“No matter how much parents can be aware of it, we don’t have the ability to deal with this on our own. We need help,” said one parent
[WASHINGTON, D.C.] – U.S. Senators Richard Blumenthal (D-CT) and Marsha Blackburn (R-TN), authors of the Kids Online Safety Act, met with parents of children who died or were harmed because of social media to discuss the urgent need for passage of the bipartisan legislation. The advocates are on Capitol Hill meeting with senators and gathering support for the bill, which will protect children online and hold Big Tech accountable. The legislation now has the support of 39 senators and hundreds of advocacy groups.
“You are having an effect because we now have 39 [supporters]…because you’ve had the courage and strength to come forward and tell your stories,” Blumenthal told the parents. “We’re building momentum that I think will have an effect, and it’s because advocates like you have the guts and the grace to come forward…We are in the midst of a mental health crisis. It hasn’t been created alone by social media, but social media is aggravating it and exploiting it. They know what they’re doing and they’re continuing to do it because it makes money for them…The time is now.”
“It makes a difference,” Blackburn told the parents of their advocacy. “We know that when kids are online, kids are the product and their data is being monetized and their information is being spread…and it really does rob our children of their childhood...You have opened they eyes of so many parents because they hear what you’re saying and then they are looking at what their children are doing.”
“Our kids are dying…and if this gets passed, this is the beginning of making sure what happened to me and to these people, and we are the tip of the iceberg, that we get some control over the harming of kids and the deaths of children related to social media,” said Christine McComas, who lost her daughter Grace to suicide after facing cyber-abuse and bullying. “This has been ten years for me…it was clear to me that social media was a problem back then, but now we know it is from the research that has been done, the Surgeon General’s report, the CDC…and nothing has changed significantly to protect our children...It was needed yesterday. It was needed five years ago. It was needed ten years ago. But get it done now.”
“I searched for weeks looking for how to report this. I could not find a number for Snapchat or Instagram. I could not find anything.
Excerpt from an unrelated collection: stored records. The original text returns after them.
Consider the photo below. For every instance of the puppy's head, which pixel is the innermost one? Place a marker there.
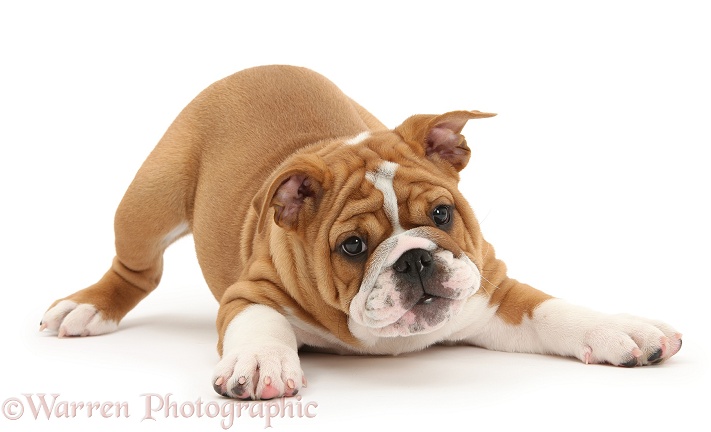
(375, 226)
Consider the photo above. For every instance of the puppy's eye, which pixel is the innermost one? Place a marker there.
(442, 215)
(354, 246)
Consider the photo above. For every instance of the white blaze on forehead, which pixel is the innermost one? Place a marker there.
(382, 179)
(358, 138)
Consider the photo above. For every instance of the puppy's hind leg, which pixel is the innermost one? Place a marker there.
(154, 213)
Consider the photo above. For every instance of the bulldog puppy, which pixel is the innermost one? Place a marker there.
(315, 225)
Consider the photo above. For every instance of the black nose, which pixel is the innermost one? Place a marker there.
(415, 263)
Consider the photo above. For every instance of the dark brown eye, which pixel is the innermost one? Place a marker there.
(354, 246)
(442, 216)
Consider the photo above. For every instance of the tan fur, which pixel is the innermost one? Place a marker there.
(218, 168)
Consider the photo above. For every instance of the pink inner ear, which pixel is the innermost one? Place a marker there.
(445, 143)
(289, 198)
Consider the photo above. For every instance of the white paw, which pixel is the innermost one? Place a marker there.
(259, 371)
(629, 341)
(69, 318)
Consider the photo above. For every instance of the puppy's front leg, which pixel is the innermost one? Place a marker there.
(259, 354)
(527, 320)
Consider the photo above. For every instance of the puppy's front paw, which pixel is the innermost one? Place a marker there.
(69, 318)
(259, 372)
(629, 341)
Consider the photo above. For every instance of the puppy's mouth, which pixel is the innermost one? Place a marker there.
(413, 286)
(426, 299)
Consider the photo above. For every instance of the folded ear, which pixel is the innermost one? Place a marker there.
(438, 136)
(294, 187)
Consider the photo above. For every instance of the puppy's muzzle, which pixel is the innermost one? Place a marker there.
(415, 268)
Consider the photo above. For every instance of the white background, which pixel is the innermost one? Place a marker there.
(593, 184)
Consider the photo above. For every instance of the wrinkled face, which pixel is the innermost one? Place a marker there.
(383, 210)
(401, 239)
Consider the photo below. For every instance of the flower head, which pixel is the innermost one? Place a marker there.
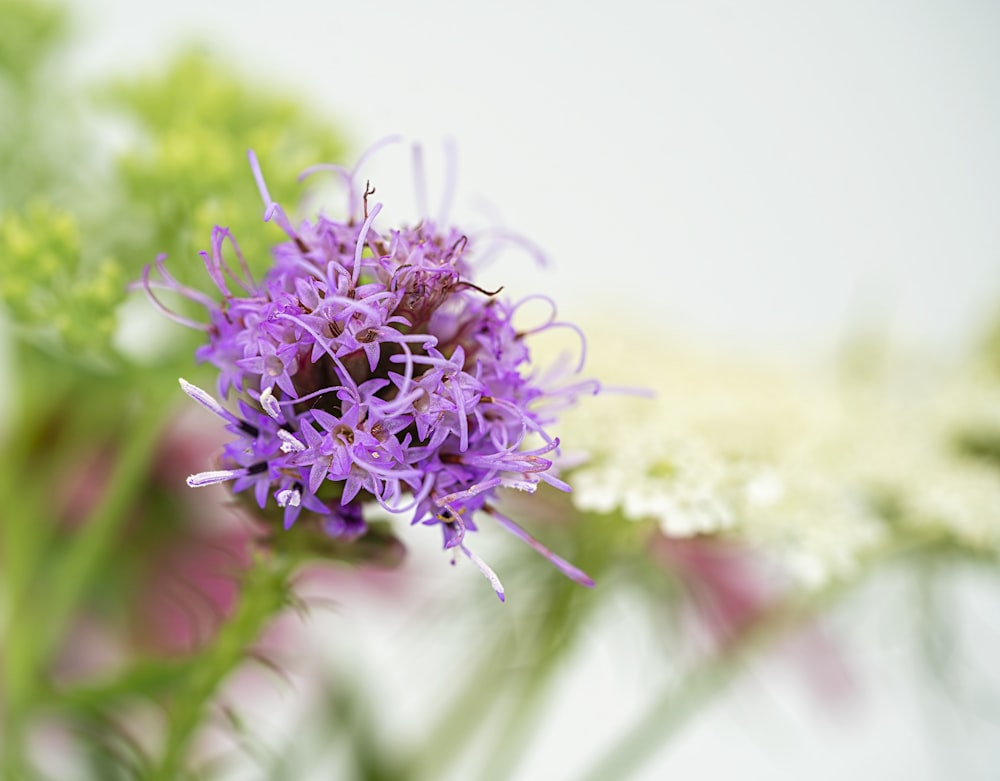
(372, 370)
And when I did finally find something weeks later, I reported it and they never got back to me…and in the meantime my child died,” said Erin Popolo, who lost her daughter Emily to suicide after she faced bullying at school and online. “This is the price that we are paying, and we shouldn’t have to pay this price because all these children should still be here.”
My daughter…will forever be ten-years-old,” said Tawainna Anderson, who lost her daughter to the “Blackout Challenge” on TikTok after it was suggested to her on her For You page. “Nylah was a shining star…They sent this to her at just ten years old…Next Saturday July 1st is Nylah’s twelfth birthday and she has a twin brother who will turn twelve, and she will forever be ten-years-old.”
“No matter how much parents can be aware of it, we don’t have the ability to deal with this on our own. We need help and we need social media companies to be responsible,” said Deb Schmill, whose daughter Becca was cyberbullied and died of fentanyl poisoning from drugs purchased from a dealer on Facebook.
The Kids Online Safety Act provides young people and parents with the tools, safeguards, and transparency they need to protect against online harms. The bill requires social media platforms to put the well-being of children first, ensuring an environment that is safe by default. The legislation also requires independent audits by experts and academic researchers to ensure that social media platforms are taking meaningful steps to address risks to kids.
The legislation was introduced following reporting and a series of five subcommittee hearings led by Blumenthal and Blackburn with social media companies and advocates on the repeated failures by tech giants to protect kids on their platforms and about the dangers kids face online. In July 2022, the Kids Online Safety Act passed the Commerce Committee on a unanimous, 28-0 vote.